The BRAF dimerization is still an obstacle for resistance to RAF inhibitors in CRC, and there is a pressing need to identify structural and biochemical regulations of BRAF dimerization. Although third-generation RAF inhibitors are more effective for RAF dimers, their selectivity for WT or mutant BRAF dimer is not superlative. To prevent negative allostery effect, further research will be conducted on allosteric inhibitors that effectively suppress the WT or mutant BRAF dimer and/or BRAF monomer, while not enhancing the RAF priming.20 In addition, the structure of the BRAF–CRAF heterodimer in RAF oncogenic signaling is crucial for the development of strategies that block the formation of homodimers and heterodimers of BRAF–CRAF.89 Moreover, the interplay of the kinase domain and the N-terminal regulatory domain in either the inactive conformation or the active conformation is complicated. Other than the V600 mutation, non-V600 BRAFms have been reported in ~2.2% of mCRC subjects and these mutations exhibit a distinct clinical subtype of CRC, as well as excellent prognosis.90 Despite a previous description of >1000 unique BRAFms in patients with diverse malignant cancers,13 while non-V600 BRAFms, as naturally occurring models of BRAF signaling regulation, are likely to evade the paradoxical ERK reactivation that inevitably occurs with exogenous BRAF inhibitors, non-V600 BRAFms with damaged kinase activity are still more capable of phosphorylating ERK than WT BRAF.91 Therefore, a better understanding of the structures of non-V600 BRAFms would provide a novel insight to develop tailored BRAF inhibitors.

For the application of BRAF inhibitors in CRC therapy, although the doublet and triplet combinatorial therapeutic strategies have made remarkable progress, only second-generation RAF inhibitors have been reported on the market, including dabrafenib, encorafenib, and vemurafenib. These inhibitors exhibit no or very low effects as monotherapy for BRAF-V600E mt-CRC; third-generation RAF inhibitors should pass the clinical trials and gain market approval in the future.
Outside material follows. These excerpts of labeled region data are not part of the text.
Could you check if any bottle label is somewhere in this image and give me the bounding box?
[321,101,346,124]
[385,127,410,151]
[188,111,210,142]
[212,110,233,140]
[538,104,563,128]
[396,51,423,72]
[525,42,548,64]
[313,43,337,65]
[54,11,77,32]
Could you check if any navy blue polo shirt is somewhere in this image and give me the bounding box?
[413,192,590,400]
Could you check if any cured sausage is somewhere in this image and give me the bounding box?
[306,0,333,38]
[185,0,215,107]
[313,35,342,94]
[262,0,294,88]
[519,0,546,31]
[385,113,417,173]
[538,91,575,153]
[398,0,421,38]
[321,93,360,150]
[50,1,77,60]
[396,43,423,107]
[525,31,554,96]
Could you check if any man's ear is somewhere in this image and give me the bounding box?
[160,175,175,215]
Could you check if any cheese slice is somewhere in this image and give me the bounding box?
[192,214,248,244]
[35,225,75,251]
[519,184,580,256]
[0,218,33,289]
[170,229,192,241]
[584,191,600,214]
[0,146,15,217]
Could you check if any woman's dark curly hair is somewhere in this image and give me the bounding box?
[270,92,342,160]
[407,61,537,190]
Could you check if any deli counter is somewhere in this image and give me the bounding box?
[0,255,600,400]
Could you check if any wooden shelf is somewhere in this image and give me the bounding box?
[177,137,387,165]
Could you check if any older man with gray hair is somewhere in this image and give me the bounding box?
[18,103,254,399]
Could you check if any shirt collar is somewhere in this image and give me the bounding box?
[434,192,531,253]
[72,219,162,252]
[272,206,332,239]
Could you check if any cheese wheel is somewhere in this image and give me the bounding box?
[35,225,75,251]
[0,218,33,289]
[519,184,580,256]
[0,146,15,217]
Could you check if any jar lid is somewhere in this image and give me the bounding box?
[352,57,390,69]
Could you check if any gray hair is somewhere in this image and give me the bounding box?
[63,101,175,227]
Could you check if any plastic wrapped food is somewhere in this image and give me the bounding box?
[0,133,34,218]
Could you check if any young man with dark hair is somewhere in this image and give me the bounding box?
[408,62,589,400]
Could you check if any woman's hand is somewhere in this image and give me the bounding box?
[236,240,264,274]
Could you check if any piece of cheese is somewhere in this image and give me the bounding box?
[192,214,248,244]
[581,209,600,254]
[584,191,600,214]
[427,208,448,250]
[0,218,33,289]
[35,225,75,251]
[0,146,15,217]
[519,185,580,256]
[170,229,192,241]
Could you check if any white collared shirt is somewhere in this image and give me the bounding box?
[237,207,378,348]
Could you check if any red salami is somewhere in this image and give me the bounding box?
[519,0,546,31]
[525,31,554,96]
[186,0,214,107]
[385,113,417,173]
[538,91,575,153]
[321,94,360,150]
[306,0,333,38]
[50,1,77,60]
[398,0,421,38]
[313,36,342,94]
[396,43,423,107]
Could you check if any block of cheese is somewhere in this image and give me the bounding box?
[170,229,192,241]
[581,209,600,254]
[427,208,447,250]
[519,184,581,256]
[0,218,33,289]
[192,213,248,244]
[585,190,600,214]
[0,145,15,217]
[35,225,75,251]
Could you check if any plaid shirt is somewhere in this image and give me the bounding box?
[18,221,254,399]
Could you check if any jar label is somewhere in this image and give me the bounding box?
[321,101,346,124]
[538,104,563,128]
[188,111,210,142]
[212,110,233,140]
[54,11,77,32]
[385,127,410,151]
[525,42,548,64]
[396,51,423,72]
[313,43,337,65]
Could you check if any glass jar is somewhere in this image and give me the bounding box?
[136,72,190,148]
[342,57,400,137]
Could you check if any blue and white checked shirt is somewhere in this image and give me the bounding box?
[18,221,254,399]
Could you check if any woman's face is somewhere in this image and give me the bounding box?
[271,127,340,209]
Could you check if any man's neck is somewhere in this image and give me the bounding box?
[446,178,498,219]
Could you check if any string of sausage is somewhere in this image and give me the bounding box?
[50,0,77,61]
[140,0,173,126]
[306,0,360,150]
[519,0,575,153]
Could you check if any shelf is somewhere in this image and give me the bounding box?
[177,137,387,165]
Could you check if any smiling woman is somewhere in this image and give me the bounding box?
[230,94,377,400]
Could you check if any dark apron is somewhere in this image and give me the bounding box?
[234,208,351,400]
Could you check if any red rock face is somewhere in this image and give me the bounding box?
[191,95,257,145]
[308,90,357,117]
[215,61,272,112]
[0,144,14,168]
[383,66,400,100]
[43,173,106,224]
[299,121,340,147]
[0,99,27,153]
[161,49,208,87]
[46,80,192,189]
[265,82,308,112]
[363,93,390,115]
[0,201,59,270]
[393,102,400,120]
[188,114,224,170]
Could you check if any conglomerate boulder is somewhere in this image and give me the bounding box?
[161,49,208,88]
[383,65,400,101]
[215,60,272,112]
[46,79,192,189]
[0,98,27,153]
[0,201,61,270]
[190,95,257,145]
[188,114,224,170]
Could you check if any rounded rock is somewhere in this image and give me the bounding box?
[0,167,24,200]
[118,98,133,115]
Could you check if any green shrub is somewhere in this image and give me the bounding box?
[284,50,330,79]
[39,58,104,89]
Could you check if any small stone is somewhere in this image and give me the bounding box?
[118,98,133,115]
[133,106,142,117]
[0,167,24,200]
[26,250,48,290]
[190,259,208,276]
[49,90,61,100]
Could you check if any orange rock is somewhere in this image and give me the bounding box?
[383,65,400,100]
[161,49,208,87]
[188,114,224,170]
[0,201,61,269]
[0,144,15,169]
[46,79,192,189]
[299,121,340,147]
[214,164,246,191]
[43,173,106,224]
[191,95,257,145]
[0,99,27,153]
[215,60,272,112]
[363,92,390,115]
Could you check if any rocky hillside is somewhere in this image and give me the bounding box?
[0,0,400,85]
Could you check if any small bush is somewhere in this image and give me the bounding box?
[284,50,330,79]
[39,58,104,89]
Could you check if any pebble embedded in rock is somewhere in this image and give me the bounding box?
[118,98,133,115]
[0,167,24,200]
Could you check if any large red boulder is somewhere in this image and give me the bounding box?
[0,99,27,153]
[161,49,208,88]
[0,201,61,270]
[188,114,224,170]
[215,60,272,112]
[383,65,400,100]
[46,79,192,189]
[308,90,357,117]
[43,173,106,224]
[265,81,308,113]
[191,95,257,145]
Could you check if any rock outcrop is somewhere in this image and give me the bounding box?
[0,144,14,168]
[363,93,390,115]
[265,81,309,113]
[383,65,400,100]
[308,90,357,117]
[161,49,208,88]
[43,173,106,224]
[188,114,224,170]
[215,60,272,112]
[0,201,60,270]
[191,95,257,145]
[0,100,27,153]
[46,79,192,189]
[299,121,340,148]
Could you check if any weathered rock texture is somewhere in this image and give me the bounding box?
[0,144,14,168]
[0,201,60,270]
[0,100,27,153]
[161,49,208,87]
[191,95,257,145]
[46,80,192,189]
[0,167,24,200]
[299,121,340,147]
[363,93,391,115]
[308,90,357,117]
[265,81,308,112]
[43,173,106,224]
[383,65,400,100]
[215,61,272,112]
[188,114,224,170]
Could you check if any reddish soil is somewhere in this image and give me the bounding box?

More novel mechanisms for CRC response will be discovered, and more therapeutic strategic trials can be designed based on third-generation RAF inhibitors. In addition, BRAFm CRC is associated with MSI-H and programmed death-1 (PD-1) inhibition has been shown to have a significant benefit and has been approved for treating MSI tumors, including mCRC.92 Immune checkpoint inhibition should be a combination regimen, which may be a logical next step in the development of BRAFm/MSI-H CRC combinatorial therapeutic strategies. Finally, current clinical trial data have showed that anticancer drugs exhibit variable efficacy within patient populations based on the heterogeneity.93 Therefore, optimizing drug independence represents a novel orientation for BRAFm CRC treatment and combination strategies should be based on patient heterogeneity and optimizing drug independence. Accurate biomarkers that aim to predict the optimization of drug response and disease progression will make it possible to use fewer drugs for precision combination therapy.

Conclusion

The oncogene BRAF is a recognized therapeutic target in CRC. The development of small-molecule inhibitors of RAF and the novel strategy for drug combinations have prolonged the survival of CRC subjects harboring BRAFm. However, the effectiveness is limited by resistance attributed to BRAF-V600 mutations and there are multiple unclarified underlying mechanisms of resistance. We have good understanding of the mechanisms of RAF kinases in BRAFm CRC, including the MAPK feedback reactivation of resistance to RAF inhibitors and the development of three generations of RAF inhibitors and different therapeutic strategies of RAF inhibitors in BRAF-V600E mCRC. In the future, more effective RAF inhibitor-based therapeutic strategies will progress and improve survival in BRAFm CRC patients.